Tatsuya grabbed his own bicep and struggled against it, as though he were wrestling himself. Ash snorted. Vitamin water dripped out of her nose.

“El Oso Grande! Mil Mendosa! Angelo Atomico!” Tatsuya rolled, kicked the air, flipped to his feet, doing a sort of mock battle dance against multiple opponents. “Eventually, they called me up to big leagues. America. Short notice, one of their guys ripped a tendon. Big money. Not really. Big money for me.”

He cracked open one of the vitamin waters and chugged it all in one go.

“So you went to America?”

“No.” Tatsuya crunched the plastic bottle between his hands. I didn’t come to America until decades later. By then, fighting and tequila had taken most of my youth. I had to stay local for the family business.”

Ash was confused. “I thought you didn’t care about that.”

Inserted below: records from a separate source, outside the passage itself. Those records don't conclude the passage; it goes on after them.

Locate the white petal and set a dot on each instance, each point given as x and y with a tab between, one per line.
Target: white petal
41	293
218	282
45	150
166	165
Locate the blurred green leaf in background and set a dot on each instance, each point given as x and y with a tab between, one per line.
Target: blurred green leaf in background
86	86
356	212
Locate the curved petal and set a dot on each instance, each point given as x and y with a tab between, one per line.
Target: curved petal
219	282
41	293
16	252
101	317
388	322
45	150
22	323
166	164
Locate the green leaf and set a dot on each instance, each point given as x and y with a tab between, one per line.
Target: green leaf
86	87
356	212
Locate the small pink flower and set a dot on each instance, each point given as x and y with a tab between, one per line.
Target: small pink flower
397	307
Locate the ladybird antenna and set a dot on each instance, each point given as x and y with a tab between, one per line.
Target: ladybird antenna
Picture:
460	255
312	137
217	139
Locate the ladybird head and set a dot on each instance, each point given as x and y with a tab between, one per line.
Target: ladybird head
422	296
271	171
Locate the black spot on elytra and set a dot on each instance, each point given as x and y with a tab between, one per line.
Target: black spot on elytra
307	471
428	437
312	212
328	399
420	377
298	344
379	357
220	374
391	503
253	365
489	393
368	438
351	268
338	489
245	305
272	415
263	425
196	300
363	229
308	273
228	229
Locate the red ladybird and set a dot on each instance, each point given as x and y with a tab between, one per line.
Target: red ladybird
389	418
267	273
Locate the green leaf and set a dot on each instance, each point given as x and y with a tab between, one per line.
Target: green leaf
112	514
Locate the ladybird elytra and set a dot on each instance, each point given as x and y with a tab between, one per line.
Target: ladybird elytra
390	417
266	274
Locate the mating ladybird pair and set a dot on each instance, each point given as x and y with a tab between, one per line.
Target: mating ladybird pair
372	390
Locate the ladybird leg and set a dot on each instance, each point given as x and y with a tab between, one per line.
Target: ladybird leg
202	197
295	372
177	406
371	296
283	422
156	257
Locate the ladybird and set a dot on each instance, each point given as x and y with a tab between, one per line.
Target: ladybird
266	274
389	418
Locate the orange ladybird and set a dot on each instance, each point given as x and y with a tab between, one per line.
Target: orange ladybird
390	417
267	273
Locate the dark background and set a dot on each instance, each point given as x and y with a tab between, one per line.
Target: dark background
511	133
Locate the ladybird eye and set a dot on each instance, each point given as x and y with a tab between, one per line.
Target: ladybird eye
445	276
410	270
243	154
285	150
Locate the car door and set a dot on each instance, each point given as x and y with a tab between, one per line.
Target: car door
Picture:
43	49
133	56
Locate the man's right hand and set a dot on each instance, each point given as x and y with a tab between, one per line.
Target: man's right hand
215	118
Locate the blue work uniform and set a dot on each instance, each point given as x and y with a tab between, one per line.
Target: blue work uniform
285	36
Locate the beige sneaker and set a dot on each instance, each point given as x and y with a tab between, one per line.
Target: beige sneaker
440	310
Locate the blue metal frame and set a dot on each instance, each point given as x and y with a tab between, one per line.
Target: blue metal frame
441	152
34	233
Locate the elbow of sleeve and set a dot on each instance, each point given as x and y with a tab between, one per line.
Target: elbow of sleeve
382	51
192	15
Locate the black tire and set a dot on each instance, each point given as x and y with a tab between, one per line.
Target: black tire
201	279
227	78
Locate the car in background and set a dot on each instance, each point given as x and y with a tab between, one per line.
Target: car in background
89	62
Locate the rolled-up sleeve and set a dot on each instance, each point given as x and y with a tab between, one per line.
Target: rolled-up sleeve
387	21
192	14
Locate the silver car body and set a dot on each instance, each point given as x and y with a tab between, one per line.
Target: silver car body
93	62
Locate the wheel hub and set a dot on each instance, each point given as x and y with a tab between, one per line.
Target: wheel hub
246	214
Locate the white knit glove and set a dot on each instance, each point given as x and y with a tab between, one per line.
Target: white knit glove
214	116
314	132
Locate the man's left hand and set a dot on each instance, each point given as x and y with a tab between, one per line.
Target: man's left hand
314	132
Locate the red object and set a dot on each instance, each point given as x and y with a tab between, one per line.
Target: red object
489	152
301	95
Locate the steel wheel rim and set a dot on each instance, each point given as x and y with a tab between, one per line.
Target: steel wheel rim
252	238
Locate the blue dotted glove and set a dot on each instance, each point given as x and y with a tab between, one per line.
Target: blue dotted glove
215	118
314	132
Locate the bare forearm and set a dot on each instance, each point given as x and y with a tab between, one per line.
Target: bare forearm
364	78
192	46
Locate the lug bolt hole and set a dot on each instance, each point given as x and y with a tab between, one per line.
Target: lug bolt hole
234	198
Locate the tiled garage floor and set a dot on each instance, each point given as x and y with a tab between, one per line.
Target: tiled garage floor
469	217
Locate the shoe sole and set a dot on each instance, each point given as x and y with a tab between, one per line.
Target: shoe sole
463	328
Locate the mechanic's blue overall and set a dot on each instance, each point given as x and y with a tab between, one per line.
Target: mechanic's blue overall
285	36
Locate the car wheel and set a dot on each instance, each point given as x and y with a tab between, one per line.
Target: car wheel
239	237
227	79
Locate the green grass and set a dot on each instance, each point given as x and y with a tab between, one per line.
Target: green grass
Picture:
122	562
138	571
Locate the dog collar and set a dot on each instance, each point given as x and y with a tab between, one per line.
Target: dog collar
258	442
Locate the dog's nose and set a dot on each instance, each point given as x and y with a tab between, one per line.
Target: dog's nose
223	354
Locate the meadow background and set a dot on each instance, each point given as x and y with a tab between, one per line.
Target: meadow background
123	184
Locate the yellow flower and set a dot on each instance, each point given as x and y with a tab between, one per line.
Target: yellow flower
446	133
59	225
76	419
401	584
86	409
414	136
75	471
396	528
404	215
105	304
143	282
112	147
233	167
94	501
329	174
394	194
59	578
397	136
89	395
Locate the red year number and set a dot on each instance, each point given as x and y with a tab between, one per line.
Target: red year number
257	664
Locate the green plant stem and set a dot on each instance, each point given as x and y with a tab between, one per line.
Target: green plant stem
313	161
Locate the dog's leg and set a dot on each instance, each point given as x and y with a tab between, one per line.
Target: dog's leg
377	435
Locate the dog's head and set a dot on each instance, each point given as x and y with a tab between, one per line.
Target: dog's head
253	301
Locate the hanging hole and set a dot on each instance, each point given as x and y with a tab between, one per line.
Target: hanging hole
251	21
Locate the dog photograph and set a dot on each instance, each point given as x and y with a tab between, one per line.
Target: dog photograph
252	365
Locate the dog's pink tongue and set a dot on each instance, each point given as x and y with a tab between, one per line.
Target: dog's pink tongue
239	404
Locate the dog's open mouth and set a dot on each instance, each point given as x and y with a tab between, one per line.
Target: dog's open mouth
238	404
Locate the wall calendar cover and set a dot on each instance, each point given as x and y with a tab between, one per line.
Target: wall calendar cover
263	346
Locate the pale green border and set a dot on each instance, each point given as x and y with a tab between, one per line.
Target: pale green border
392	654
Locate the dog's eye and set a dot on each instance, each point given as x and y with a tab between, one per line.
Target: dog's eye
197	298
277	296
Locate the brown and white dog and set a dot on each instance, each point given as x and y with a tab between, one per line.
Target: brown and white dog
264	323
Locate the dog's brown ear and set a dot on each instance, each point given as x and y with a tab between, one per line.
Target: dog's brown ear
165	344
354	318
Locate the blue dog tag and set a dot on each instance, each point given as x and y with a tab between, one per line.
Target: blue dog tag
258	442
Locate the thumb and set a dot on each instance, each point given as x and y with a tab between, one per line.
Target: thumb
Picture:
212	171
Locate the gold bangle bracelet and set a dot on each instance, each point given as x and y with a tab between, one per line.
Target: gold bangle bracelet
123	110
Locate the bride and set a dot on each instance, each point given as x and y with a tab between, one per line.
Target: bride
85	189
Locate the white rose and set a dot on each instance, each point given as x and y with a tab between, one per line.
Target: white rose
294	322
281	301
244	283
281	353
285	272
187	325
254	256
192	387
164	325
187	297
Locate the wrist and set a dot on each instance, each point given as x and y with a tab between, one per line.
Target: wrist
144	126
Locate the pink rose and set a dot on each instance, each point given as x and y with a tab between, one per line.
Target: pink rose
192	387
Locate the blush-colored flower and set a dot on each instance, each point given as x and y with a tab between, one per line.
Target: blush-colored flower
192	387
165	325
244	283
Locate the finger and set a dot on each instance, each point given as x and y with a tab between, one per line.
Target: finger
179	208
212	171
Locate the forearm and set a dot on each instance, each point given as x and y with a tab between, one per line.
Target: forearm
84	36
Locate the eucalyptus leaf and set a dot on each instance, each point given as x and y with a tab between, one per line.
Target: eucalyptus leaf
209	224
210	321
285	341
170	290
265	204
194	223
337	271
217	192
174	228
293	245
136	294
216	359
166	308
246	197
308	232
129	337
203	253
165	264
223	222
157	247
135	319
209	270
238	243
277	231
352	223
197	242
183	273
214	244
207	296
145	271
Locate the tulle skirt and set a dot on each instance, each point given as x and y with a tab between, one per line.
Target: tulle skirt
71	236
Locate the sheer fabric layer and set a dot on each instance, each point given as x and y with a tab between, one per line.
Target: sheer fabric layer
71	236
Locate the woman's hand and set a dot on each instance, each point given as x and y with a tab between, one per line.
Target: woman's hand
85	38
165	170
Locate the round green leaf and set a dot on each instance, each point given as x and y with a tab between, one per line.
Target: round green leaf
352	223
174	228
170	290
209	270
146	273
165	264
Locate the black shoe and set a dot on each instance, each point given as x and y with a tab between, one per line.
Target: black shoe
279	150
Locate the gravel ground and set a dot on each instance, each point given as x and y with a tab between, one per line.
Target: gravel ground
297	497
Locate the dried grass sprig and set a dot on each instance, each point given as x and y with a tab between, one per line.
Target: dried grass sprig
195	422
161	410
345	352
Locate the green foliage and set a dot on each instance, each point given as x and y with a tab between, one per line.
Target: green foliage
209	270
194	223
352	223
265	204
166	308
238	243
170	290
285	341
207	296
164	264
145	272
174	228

“I didn’t. But my father did.” Tatsuya tossed the smashed bottle towards the garbage can. He missed. “If a samurai is unwilling to sacrifice, they have already lost. A samurai fights for what they believe in. No matter the cost.”

He grabbed his second vitamin water off the counter and twisted it open. “If, in the future, you want to talk to the police…Tell me.”

Ash nodded. She pointed at the clock. “2:30. Big Ben coming soon?”

“Big Ben cancelled his Saturday lesson. He has a date tonight.”

Ash made a face. “Gross.”

“Yes.” Tatsuya said solemnly. “It is gross.”